Introduction to Backtesting

Backtesting is a mathematical simulation used by traders to evaluate the performance of a trading strategy. The simulation leverages historical market data in an attempt to calculate how well a trading strategy would have done in the past.

At its core, backtesting is a way for traders to try predicting whether or not a strategy will be profitable when implemented with real capital. Traders use backtesting to filter out any strategy that hasn’t been profitable historically.

Although historical performance does not guarantee future results, backtesting is still the most reliable way to identify robust strategies. It’s necessary to study these simulations to filter out strategies that clearly underperform. That way we have the best chances to make money and don’t need to test strategies with real funds.

As cryptocurrency trading tools have become more popular, so has backtesting. Today, it’s recommended that traders thoroughly backtest every strategy before releasing it into the wild crypto market. That way we can gain confidence that the strategy has the potential to perform optimally.

Backtesting Data Requirements

Before we can start backtesting strategies, we must understand the different data types that developers use to build backtesting tools and how they each represent the real-world market.

Candlestick Data

The most common way to implement a backtesting tool is for developers to use OHLCV candlestick data. The reason most developers use this data is because it’s readily available.

Unfortunately, although it’s the easiest data to access for building these tools, it is the most unreliable data. In fact, using OHLCV candlestick data to run backtests can be the difference between building a profitable strategy and losing your money.

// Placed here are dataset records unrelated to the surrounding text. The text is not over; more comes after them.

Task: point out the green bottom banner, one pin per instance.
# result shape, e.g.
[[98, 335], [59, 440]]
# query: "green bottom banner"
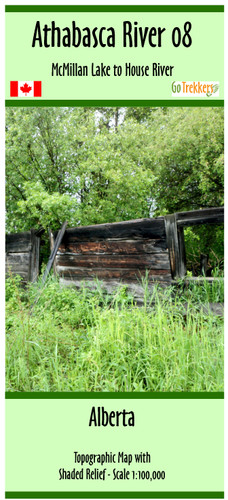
[[114, 448]]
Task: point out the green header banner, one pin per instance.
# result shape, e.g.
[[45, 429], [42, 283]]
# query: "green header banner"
[[148, 54]]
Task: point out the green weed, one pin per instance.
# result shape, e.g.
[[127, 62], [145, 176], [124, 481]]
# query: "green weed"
[[83, 340]]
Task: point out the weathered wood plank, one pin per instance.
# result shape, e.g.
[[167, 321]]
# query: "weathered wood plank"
[[114, 247], [131, 274], [134, 229], [204, 216], [140, 261]]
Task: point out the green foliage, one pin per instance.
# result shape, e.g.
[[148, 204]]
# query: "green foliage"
[[90, 341], [90, 166]]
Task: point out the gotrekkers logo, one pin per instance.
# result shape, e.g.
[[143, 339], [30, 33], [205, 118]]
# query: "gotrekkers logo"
[[195, 89]]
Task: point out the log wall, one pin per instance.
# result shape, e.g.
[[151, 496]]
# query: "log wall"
[[122, 252]]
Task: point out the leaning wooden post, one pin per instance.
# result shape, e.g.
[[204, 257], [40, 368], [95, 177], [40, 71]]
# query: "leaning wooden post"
[[54, 251], [50, 262], [176, 248]]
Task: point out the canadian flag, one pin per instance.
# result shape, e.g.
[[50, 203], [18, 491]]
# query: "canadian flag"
[[25, 89]]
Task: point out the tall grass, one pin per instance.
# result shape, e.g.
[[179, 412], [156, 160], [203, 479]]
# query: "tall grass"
[[89, 341]]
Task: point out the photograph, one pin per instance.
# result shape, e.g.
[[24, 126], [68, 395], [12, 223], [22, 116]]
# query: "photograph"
[[114, 249]]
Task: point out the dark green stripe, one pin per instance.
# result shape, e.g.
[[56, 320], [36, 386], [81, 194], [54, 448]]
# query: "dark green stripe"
[[27, 103], [114, 8], [114, 395], [117, 494]]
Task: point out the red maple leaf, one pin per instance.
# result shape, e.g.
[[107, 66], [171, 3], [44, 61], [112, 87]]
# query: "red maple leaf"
[[26, 89]]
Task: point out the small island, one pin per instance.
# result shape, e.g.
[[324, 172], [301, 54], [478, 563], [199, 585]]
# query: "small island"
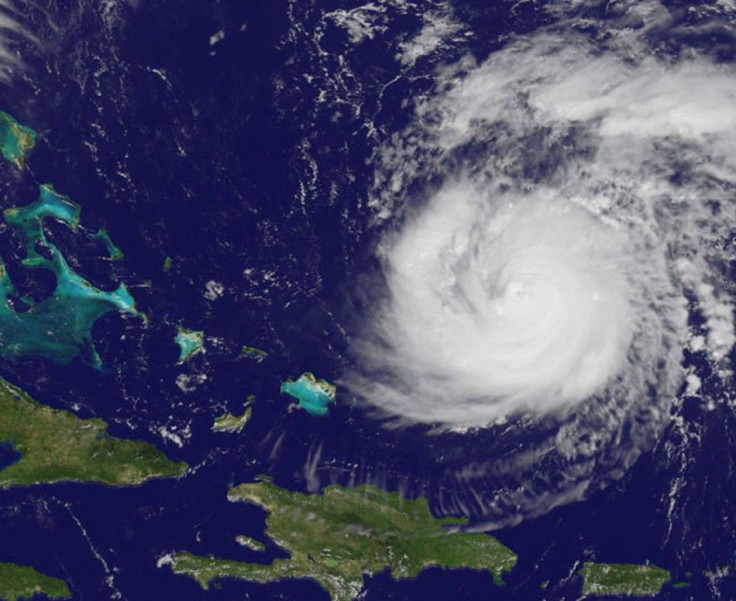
[[256, 354], [52, 445], [23, 582], [15, 139], [190, 343], [622, 579], [314, 395], [58, 327], [234, 424], [336, 537]]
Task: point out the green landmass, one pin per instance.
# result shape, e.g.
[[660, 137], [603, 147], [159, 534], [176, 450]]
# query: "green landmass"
[[55, 445], [314, 395], [227, 422], [22, 582], [190, 342], [58, 327], [15, 139], [622, 579], [335, 537], [253, 353], [250, 543]]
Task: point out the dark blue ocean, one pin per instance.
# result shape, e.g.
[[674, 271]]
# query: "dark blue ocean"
[[219, 156]]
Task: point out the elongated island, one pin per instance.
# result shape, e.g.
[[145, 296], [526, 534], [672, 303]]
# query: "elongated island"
[[336, 537]]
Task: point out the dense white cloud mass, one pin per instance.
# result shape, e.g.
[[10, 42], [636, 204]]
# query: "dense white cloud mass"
[[551, 215]]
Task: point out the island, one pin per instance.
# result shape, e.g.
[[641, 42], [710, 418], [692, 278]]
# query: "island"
[[23, 582], [250, 352], [313, 395], [190, 342], [234, 424], [622, 579], [249, 543], [52, 445], [336, 537], [59, 326], [15, 139]]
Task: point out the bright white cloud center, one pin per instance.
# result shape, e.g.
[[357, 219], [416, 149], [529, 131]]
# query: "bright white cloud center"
[[513, 304], [573, 201]]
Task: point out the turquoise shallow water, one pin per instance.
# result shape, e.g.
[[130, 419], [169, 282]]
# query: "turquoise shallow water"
[[58, 327], [310, 393]]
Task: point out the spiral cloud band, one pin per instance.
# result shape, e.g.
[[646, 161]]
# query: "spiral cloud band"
[[576, 199], [556, 230], [511, 304]]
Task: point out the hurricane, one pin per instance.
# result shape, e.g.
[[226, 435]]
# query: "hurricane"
[[555, 225]]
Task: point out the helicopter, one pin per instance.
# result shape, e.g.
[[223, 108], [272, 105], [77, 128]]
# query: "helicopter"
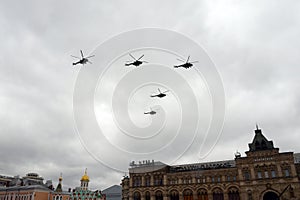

The situation turns even worse when traders use aggregated candlestick data from sources like CoinMarketCap. Aggregated data is not a valid representation of the actual orders that were available on a specific exchange at the time.

Don’t use candlestick data to build backtesting tools.

Tick-by-Tick Trade Data

Tick-by-tick trade data can be a useful component for historical backtesting tools. Individual tick trades are the exact trades that were executed on an exchange at each moment. These individual trades represent real orders that were filled, so we know for certain that there must have been an open order available at that price on the exchange.

Although tick trade data can be a powerful aspect of backtesting services, it will still only be slightly more accurate than OHLCV candlestick data. Individual trade data points don’t provide information about the state of the order book at the time of the trade. As a result, developers can’t accurately assess what orders would have been available on the exchange at that exact moment when a simulated trade is executed.

Using tick-by-tick trade data for backtesting tools is discouraged.

Order Book Snapshot Data

The last type of data that is common in backtesting tools is order book snapshots. Order book snapshots provide the exact state of a market at the time of the snapshot. The intention is to have a full representation of what orders were available on the exchange at a particular time.

When building backtesting tools, this is the most powerful type of data to use. Since the data includes the precise orders that were available at the time a trade is simulated, we can calculate the exact trades we could take and the price of each of those trades.

Order book snapshots allow developers to simulate the impact of the bid-ask spread, slippage, and liquidity.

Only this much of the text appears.